第4話 開闢
眼、目に見える闇は色を隠し、そこにあるべきものを見せる事はなく、耳、耳に聞こえる音もなく、鼻、匂いも漂わせる事はない。
舌、味を含ませるものもなく、身、その身に触れ、感じる取れるものもない。
何一つ捉える事の出来ない感覚は、意、知り得る事も、何の思いも起こされない……『無』だ。
「……蓮様。足元にお気をつけて下さいませ」
この闇は。
「ふん……気をつける足元もないだろう。天と地が混ざり合う混沌……天も地も差別ない。柊」
「はい、蓮様」
衣が掠れる音。柊の手が動きを見せたのだろう。
蓮の言った通り、気をつける足元もない。
閉ざされた光の中で進めた足は、方向さえも不確かになっていた。
それでも蓮は、躊躇う事なく歩を進め、誰もがそこに向かえる足場を持っていた。
柊が動きを見せた事で、うっすらとした明るさを浮かび上がらせた。
色、光はそこにあるものを照らして目に色を見せ、声、全てのものの存在にあたっての音を耳に届かせる。香、そこにあるものの香りを漂わせて鼻に伝え、味、その味を口に伝えて、触、そこにあるものの存在に触れれば、その身に感触を得られ、法、そのものが持つものを知り、思いを巡らせて意を示す。
浮かび上がった明るさが、次第に上へと昇っていく。
その様を見ながら、蓮が口を開いた。
「明らかなるものは上部に落ち着き、暗くも濁ったものは下部へと落ち着く。
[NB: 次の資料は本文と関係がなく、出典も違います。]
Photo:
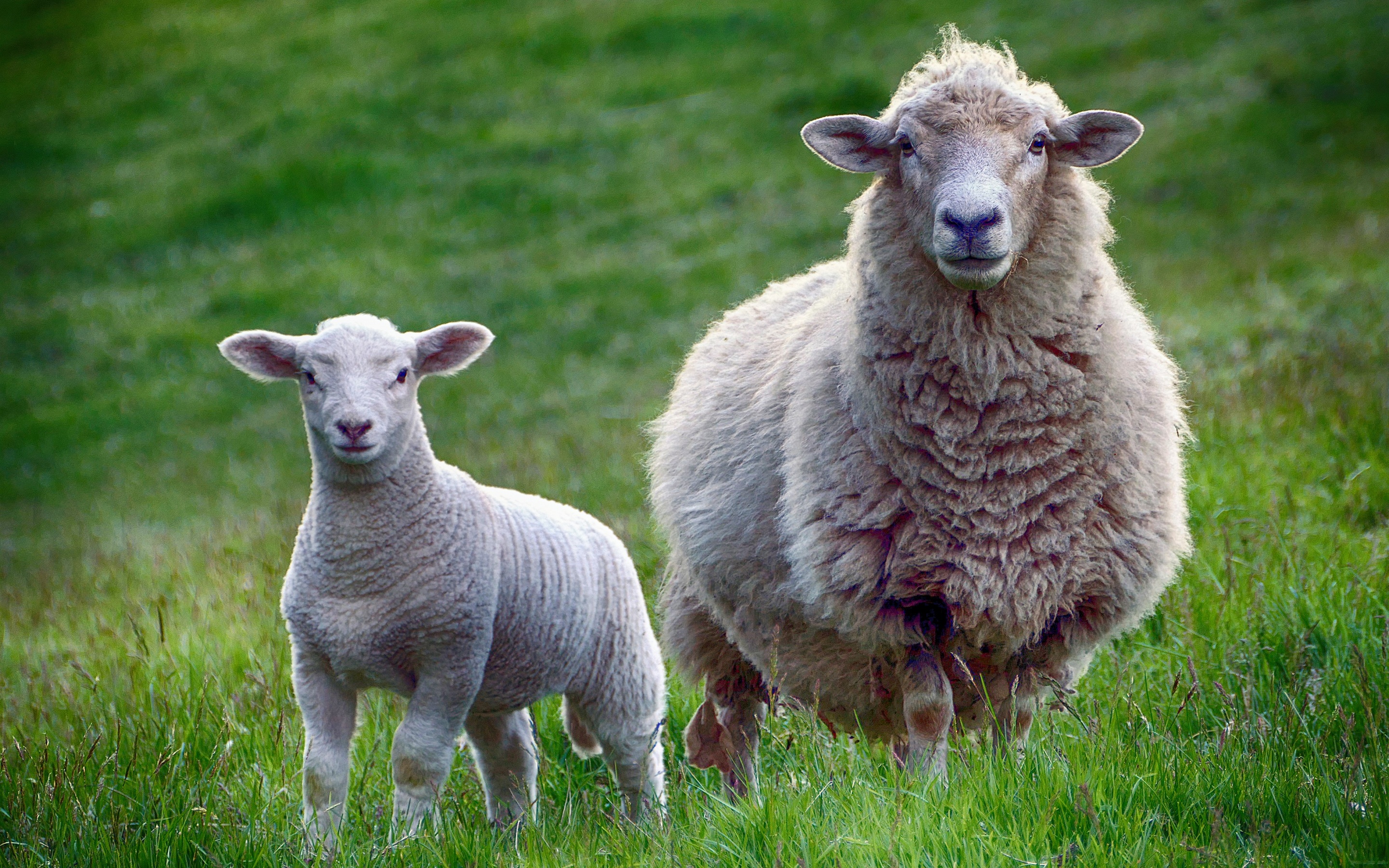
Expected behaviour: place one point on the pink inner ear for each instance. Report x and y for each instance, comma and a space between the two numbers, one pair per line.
272, 362
864, 148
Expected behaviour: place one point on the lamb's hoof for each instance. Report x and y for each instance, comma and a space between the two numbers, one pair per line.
708, 742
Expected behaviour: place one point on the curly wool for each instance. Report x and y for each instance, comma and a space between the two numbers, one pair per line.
866, 457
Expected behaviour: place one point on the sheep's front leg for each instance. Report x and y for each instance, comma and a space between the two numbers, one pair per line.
422, 755
927, 707
504, 746
330, 714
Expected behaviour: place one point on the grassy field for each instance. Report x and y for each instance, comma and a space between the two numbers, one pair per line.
596, 181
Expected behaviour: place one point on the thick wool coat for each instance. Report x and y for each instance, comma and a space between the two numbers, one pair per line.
866, 457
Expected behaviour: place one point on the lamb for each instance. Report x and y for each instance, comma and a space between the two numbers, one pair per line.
927, 481
470, 600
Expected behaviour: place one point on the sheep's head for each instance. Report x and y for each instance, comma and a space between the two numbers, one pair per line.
967, 145
357, 380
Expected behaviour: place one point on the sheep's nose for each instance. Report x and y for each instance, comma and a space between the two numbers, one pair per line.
353, 433
970, 224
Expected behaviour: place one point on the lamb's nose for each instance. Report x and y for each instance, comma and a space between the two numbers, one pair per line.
970, 224
353, 433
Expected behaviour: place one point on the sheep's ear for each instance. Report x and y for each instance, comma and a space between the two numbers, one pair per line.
263, 354
852, 142
450, 346
1095, 138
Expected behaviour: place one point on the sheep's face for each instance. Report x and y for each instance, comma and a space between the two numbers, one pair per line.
970, 166
359, 380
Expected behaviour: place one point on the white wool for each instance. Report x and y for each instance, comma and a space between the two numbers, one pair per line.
474, 602
867, 466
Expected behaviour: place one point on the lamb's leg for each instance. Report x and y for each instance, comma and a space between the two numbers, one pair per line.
422, 750
927, 707
637, 761
330, 713
504, 746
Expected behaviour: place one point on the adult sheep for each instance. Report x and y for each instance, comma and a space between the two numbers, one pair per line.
942, 467
470, 600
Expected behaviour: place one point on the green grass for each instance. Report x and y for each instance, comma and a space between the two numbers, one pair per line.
596, 182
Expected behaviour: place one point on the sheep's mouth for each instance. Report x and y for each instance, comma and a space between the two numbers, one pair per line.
356, 453
974, 272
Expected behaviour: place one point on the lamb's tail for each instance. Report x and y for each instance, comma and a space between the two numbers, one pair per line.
580, 735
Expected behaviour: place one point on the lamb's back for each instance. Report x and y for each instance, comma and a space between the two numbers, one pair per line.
566, 585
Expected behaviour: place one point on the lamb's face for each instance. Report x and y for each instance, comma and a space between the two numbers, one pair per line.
359, 380
970, 164
359, 391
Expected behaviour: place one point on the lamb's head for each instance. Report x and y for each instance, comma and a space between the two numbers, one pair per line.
359, 381
966, 149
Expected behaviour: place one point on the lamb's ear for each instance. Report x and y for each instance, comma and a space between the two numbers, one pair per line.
1095, 138
852, 142
450, 346
263, 354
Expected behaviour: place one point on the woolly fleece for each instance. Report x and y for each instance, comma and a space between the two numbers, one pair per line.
866, 464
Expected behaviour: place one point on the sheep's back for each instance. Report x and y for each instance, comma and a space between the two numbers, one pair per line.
716, 457
567, 595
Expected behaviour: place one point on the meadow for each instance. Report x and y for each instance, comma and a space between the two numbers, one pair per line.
596, 181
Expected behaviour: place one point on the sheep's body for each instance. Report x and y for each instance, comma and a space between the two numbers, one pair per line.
474, 602
866, 461
504, 595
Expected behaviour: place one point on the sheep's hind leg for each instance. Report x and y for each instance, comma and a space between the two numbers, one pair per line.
1014, 702
725, 730
504, 746
927, 707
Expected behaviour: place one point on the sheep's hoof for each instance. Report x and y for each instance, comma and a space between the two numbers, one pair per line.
708, 742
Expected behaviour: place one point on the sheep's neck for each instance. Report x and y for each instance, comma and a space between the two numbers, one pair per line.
985, 384
354, 532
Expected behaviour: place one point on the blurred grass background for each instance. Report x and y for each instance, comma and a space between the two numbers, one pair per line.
596, 181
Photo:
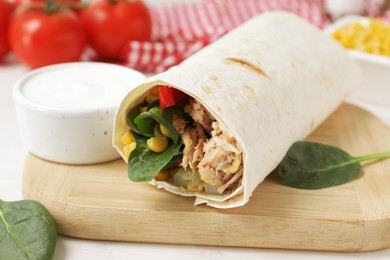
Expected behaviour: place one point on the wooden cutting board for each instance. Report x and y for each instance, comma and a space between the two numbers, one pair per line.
99, 202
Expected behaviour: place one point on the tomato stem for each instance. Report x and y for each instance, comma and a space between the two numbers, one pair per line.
51, 6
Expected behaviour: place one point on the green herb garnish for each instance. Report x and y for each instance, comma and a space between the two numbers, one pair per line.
309, 165
27, 231
144, 164
147, 120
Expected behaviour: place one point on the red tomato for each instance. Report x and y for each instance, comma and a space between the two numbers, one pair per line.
170, 96
5, 11
39, 38
110, 24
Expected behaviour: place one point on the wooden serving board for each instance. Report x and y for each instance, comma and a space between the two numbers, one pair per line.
99, 202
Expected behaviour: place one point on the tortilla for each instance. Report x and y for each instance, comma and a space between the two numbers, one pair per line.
268, 83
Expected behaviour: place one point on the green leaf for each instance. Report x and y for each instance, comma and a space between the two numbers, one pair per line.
144, 164
146, 121
309, 165
145, 124
27, 231
315, 166
133, 114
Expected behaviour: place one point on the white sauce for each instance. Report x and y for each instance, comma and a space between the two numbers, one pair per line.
81, 85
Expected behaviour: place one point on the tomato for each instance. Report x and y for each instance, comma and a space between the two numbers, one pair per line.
170, 96
5, 11
111, 24
40, 38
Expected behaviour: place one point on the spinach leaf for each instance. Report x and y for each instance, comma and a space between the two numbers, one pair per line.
133, 114
309, 165
144, 164
27, 231
145, 121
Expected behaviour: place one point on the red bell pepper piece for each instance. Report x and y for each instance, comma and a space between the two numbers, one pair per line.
169, 96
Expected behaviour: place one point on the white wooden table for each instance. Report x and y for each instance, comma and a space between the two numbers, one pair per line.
12, 156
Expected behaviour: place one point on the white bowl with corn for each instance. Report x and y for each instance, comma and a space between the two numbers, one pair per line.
368, 41
66, 111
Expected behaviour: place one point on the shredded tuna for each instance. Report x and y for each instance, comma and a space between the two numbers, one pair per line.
222, 159
217, 159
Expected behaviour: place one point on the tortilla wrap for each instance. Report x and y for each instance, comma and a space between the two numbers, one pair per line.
268, 83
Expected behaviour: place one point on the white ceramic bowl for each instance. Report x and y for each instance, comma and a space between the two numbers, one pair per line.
375, 68
66, 111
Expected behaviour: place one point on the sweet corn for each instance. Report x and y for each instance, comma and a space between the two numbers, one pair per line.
371, 38
157, 144
127, 138
162, 176
127, 149
198, 187
164, 130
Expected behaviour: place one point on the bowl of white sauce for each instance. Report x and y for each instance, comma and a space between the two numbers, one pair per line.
66, 111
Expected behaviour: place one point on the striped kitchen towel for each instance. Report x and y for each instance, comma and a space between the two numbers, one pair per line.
181, 29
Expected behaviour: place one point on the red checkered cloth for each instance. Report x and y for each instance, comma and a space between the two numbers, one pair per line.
180, 30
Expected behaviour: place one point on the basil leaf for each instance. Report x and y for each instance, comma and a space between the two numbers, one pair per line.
309, 165
145, 124
27, 231
133, 114
144, 164
145, 121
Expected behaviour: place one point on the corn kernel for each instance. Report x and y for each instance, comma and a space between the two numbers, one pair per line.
198, 187
157, 144
127, 138
127, 149
162, 176
164, 130
372, 38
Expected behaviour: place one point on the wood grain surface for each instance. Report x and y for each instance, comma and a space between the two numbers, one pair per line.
99, 202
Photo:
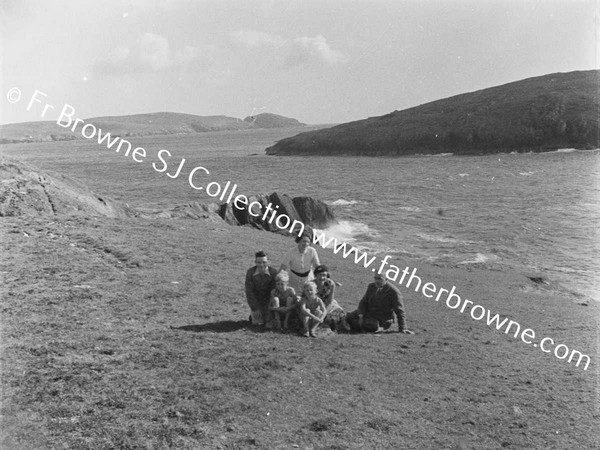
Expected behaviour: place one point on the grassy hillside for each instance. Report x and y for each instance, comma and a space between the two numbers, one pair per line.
537, 114
161, 123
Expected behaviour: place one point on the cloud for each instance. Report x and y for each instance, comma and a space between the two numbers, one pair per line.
150, 53
314, 48
254, 38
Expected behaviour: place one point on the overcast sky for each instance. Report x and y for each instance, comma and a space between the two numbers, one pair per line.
320, 61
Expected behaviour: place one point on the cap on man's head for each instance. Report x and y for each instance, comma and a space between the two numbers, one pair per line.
320, 269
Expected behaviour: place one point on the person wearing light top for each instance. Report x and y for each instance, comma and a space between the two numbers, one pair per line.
283, 300
300, 263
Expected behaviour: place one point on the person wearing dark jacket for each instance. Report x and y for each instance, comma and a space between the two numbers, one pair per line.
260, 281
376, 310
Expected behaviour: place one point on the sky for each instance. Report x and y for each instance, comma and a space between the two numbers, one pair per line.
316, 61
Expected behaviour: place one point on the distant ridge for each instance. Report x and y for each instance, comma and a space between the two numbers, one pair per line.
538, 114
161, 123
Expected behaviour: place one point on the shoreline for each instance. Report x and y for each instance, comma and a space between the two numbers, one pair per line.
149, 284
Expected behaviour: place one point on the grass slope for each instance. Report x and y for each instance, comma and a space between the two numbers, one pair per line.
132, 333
554, 111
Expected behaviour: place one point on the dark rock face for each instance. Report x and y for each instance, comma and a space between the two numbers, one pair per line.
311, 212
314, 212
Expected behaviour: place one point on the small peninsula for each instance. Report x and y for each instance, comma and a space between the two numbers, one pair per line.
161, 123
545, 113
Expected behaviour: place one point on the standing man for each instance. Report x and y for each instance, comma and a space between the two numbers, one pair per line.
376, 309
260, 280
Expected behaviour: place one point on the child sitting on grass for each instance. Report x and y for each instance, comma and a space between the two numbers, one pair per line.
336, 316
283, 300
312, 309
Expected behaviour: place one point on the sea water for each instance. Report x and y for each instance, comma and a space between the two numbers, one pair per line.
538, 213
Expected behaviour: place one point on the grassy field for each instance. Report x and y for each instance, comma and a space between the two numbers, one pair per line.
133, 333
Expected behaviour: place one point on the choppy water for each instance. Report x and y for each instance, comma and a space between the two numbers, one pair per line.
536, 212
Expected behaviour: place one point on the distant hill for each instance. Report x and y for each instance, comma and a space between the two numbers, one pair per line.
267, 120
141, 125
538, 114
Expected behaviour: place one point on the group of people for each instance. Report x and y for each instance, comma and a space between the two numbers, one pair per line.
302, 291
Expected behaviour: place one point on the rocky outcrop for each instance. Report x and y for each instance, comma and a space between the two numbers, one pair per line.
311, 212
25, 191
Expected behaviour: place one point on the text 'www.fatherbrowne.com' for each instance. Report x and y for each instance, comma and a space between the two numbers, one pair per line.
408, 278
67, 119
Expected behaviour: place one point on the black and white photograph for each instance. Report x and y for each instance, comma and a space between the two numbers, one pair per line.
300, 224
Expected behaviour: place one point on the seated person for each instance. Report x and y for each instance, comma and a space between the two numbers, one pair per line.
376, 309
326, 291
283, 300
260, 280
311, 308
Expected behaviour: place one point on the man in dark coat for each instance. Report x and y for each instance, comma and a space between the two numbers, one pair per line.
376, 309
260, 280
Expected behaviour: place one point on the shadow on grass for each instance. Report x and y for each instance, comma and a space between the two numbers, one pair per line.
223, 326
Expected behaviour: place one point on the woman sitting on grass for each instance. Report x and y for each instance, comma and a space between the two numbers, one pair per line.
283, 300
336, 316
312, 310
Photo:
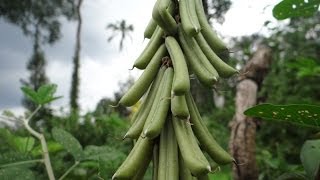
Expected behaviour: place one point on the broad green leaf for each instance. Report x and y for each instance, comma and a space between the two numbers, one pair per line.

だが……」
全ての界より誘いし出でる、神という名をもって降り立つ式神。
一つに纏まったその闇は、天と地の差別なく、混ざり合った一つの空間。
一つであって一つとは言えず、二つの要素を備えているという相即……。
天と地は分けられて、天は高く昇り、地との差を広げた。
広げられた差は、埋める事は出来ず、互いに手を伸ばしても届きはしないが、遠いはずのその存在と、関わり合って対とする。
だが、それだけに留まらない。
これが……境界を繋げる橋。
当主様が全ての神社、寺院に立ち入る事が出来るというのは、ここから来ていたんだ。
蓮の言葉を継ぐように、羽矢さんの声が流れた。
「一にして二を備えるは、十のみならず、三、四も備える」
羽矢さんの言葉を追うように回向が答える。
「一即一切。多を有して一を成す」
「相即相入……互いに作用し、調和を保つ」
交互に言葉を並べる、羽矢さんと回向。
「尽きず、滅びず……」
そう回向が言葉を重ねると、羽矢さんの声がはっきりと響いた。
「如来無尽の大悲をもって、三界を矜哀す」
蓮の手が、そっと僕から離れたが、心配するなと言うように笑みを見せた。
僕は、蓮の笑みに笑みを返して頷いた。
蓮は、スッと足を横へと滑らせると、顔の前で指を立てる。
羽矢さんと回向が蓮に並んだ。
何気なしに高宮を振り向くと、高宮は回向へと真っ直ぐに目線を向け、笑みを見せながら静かに頷いていた。
その表情に、高宮が回向に言った言葉が思い起こされた。
『あなたの願いを守りたかっただけ……』
羽矢さんが衣の袖を振り、黒衣を僧侶の衣に変えた。
錫杖を揺らす回向。遊環がシャランと音を立てる。
はっきりとした蓮の声が響いた。